Des sièges gratuits pour les familles et les personnes vulnérables
Les compagnies aériennes ne pourront plus facturer de frais supplémentaires pour permettre aux familles de voyager ensemble. Cette mesure met fin à une pratique largement critiquée par les associations de consommateurs.
L’obligation s’étend également aux personnes à mobilité réduite et à leur accompagnateur. Ces passagers pourront désormais s’asseoir côte à côte sans débourser un centime de plus.
La fin d’une pratique controversée : le “no show”
Les transporteurs aériens devront abandonner une règle particulièrement frustrante pour les voyageurs. L’annulation automatique du vol retour lorsqu’un passager rate son vol aller devient strictement interdite.
Cette interdiction s’applique de manière absolue pour certaines catégories de passagers : les personnes à mobilité réduite, les femmes enceintes et les mineurs non accompagnés bénéficient d’une protection totale.

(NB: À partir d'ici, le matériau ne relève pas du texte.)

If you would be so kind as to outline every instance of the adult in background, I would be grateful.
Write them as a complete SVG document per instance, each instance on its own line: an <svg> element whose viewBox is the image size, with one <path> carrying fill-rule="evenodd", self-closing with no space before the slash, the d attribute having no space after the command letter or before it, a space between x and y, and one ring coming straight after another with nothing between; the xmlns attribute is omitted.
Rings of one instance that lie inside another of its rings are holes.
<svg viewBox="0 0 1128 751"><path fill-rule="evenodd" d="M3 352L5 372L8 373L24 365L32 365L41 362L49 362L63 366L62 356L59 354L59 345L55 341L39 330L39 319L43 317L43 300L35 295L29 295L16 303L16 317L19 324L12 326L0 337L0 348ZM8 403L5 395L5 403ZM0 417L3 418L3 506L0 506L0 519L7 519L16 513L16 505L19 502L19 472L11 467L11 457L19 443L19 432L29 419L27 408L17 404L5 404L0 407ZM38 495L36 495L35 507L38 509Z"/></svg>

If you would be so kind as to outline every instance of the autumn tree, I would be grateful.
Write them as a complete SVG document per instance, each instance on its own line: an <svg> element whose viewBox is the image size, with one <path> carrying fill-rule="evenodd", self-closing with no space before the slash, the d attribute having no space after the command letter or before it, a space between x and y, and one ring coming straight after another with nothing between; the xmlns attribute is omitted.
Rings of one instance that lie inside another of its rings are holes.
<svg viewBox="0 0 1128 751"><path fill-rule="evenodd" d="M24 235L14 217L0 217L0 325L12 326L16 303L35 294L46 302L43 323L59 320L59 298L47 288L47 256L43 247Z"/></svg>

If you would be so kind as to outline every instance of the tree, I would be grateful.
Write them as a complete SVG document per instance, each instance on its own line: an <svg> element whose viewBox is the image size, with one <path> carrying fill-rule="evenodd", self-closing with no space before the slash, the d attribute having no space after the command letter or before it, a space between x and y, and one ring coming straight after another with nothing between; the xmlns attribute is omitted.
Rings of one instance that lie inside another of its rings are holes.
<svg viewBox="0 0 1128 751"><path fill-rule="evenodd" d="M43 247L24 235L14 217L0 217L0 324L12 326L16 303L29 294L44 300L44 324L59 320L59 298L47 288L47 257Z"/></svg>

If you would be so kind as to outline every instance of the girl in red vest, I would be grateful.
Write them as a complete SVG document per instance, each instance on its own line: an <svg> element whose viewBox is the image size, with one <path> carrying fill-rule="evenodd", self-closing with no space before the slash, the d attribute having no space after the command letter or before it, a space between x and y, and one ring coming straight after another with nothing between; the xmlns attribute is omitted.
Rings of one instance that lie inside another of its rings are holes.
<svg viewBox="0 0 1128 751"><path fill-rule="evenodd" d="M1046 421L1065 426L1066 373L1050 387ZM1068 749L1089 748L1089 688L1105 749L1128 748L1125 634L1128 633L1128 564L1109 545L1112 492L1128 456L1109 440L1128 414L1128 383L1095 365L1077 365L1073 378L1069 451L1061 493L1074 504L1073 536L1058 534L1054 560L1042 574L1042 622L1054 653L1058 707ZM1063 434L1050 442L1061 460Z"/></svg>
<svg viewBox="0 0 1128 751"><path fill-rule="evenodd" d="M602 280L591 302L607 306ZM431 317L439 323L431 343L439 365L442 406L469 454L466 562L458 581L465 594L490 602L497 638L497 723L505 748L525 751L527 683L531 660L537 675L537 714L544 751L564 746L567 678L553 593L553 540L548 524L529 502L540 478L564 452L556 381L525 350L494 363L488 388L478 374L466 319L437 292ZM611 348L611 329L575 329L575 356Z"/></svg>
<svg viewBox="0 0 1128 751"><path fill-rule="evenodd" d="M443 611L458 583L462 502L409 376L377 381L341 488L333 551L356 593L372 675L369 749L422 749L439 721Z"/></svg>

Transparence tarifaire : le bagage cabine intégré au prix
La guerre des tarifs low-cost connaît un tournant décisif. Le coût du bagage à main devra figurer dans le premier tarif affiché lors d’une réservation en ligne.
Cette mesure vise à éliminer les stratégies de prix trompeurs. Les consommateurs pourront enfin comparer les offres entre transporteurs sans découvrir des frais cachés au moment du paiement.
Un processus de réclamation simplifié et accéléré
Les passagers victimes de retards importants n’auront plus à engager de démarches fastidieuses. La compagnie aérienne devra prendre l’initiative d’une notification électronique dans les 96 heures suivant l’arrivée.
Le délai de traitement des réclamations se limite désormais à quatorze jours. Les transporteurs doivent statuer rapidement sur le versement de la compensation financière.
Des indemnisations renforcées en cas d’annulation
Les compagnies aériennes devront proposer une solution de réacheminement dans un délai de trois heures lors d’une annulation ou d’un refus d’embarquement.
Si le passager s’organise lui-même pour rejoindre sa destination, l’indemnisation peut atteindre jusqu’à 400 % du prix du billet. Cette mesure dissuasive vise à responsabiliser les transporteurs.
Une mise en application qui reste à préciser
L’accord doit encore franchir plusieurs étapes avant d’entrer en vigueur. Une révision juridique et linguistique précédera l’adoption définitive par le Parlement européen et le Conseil.
La date exacte d’application de ces nouvelles règles n’a pas encore été communiquée par les institutions européennes.